1. Organize the data set in spreadsheet. OCLC number of Electronic Records are required.
Digital Projects Item Information Sheet prepared by the Collection Managers and Cataloging Unit provides Metadata Unit the OCLC IDs needed to create electronic records. The OCLC IDs included in the Information Sheet could be the ones for Print or Microfiche or Electronic records. Depending on its type, Metadata Unit will start the work from here. For the first two types of records, the Unit creates Electronic records. For existing Electronic records, the Unit will directly apply it to the following steps.
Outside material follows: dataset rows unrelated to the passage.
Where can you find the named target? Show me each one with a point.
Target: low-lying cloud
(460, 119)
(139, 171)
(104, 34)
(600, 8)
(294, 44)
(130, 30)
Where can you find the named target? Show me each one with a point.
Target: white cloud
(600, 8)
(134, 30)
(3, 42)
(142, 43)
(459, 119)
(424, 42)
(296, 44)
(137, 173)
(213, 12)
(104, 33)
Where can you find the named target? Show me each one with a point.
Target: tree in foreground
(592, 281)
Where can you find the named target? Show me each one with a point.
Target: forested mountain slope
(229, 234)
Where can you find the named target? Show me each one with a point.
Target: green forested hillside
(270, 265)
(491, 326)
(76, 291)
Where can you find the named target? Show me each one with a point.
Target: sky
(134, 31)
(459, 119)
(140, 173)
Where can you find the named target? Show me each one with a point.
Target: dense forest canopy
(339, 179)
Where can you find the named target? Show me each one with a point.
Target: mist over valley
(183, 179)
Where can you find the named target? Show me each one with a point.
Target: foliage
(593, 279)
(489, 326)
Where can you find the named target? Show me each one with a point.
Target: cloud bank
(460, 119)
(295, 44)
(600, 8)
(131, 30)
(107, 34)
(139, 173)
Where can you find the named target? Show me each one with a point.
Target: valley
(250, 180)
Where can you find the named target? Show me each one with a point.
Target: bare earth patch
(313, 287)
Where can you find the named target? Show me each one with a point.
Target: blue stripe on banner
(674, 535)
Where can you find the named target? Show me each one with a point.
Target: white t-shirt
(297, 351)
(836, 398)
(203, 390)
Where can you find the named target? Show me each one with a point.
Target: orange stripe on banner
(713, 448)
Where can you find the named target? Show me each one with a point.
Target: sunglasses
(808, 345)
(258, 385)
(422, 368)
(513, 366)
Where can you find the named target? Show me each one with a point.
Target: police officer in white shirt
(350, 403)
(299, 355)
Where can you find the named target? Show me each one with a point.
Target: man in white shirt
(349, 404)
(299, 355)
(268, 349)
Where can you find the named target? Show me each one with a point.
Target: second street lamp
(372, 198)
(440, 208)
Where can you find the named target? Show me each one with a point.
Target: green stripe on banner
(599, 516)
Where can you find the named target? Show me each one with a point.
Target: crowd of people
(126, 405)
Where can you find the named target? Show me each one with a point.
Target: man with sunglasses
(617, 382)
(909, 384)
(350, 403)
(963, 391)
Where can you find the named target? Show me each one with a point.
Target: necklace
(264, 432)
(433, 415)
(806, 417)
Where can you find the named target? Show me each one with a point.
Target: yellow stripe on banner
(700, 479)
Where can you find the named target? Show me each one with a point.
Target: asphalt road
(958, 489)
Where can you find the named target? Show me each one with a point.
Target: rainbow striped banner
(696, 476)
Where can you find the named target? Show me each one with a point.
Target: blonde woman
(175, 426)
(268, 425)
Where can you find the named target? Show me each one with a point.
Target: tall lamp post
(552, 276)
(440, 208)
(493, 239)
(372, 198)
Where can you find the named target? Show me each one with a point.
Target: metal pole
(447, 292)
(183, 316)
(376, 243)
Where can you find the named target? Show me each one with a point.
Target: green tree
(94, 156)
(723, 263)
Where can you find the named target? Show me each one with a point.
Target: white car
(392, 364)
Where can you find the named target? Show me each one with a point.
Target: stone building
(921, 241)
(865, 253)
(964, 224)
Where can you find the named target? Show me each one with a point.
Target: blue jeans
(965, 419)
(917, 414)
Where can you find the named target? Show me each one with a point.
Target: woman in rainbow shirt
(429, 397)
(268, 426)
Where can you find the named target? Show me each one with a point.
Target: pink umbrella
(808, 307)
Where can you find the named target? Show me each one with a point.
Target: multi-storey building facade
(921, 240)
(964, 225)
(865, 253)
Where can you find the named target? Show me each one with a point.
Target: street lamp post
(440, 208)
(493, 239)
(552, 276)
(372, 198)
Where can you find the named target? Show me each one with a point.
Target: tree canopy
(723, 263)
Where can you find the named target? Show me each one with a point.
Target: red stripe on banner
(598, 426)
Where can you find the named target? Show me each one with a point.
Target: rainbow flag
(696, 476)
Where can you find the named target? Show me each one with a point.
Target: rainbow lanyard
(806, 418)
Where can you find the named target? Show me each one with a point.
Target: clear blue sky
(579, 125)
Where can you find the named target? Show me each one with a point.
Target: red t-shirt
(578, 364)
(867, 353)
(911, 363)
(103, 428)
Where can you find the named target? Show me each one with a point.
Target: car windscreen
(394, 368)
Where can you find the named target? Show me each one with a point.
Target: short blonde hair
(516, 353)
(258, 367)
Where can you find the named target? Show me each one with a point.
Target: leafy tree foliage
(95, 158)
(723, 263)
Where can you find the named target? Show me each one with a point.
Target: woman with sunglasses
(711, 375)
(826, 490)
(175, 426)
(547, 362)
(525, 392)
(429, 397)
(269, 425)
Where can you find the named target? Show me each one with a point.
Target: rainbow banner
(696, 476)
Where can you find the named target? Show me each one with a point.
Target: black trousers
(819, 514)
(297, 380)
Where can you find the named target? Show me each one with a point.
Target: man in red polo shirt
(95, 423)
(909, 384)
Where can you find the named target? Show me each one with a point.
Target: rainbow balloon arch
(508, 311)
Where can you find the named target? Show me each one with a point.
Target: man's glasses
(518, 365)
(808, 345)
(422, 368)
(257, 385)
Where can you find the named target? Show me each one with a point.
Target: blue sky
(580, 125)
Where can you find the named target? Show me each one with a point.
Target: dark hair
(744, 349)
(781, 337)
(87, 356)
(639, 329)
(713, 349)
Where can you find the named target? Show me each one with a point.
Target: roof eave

For Alma records, the process of grouping records is different.
OCLC Electronic Records
2. Search, group and export records.
- Pull out the records via OCLC ID search
- Save the whole batch in Local Save File (To save, use F4). (Please make sure Local Save File has been cleaned before starting a new batch.)
- Search Local Save File (To open the search box: F3) --> OK --> Choose all files saved in Local Save File and Export (F5) them as .dat file
3. Locate and rename the dat.file using the date and keywords from the project/batch, for instance, 20230605_Berbiceroyalgazette. This is to make sure all the saved files can be first sorted by the date and then by the project keywords.
.dat files are usually saved at the selected location when setting up OCLC on the work station.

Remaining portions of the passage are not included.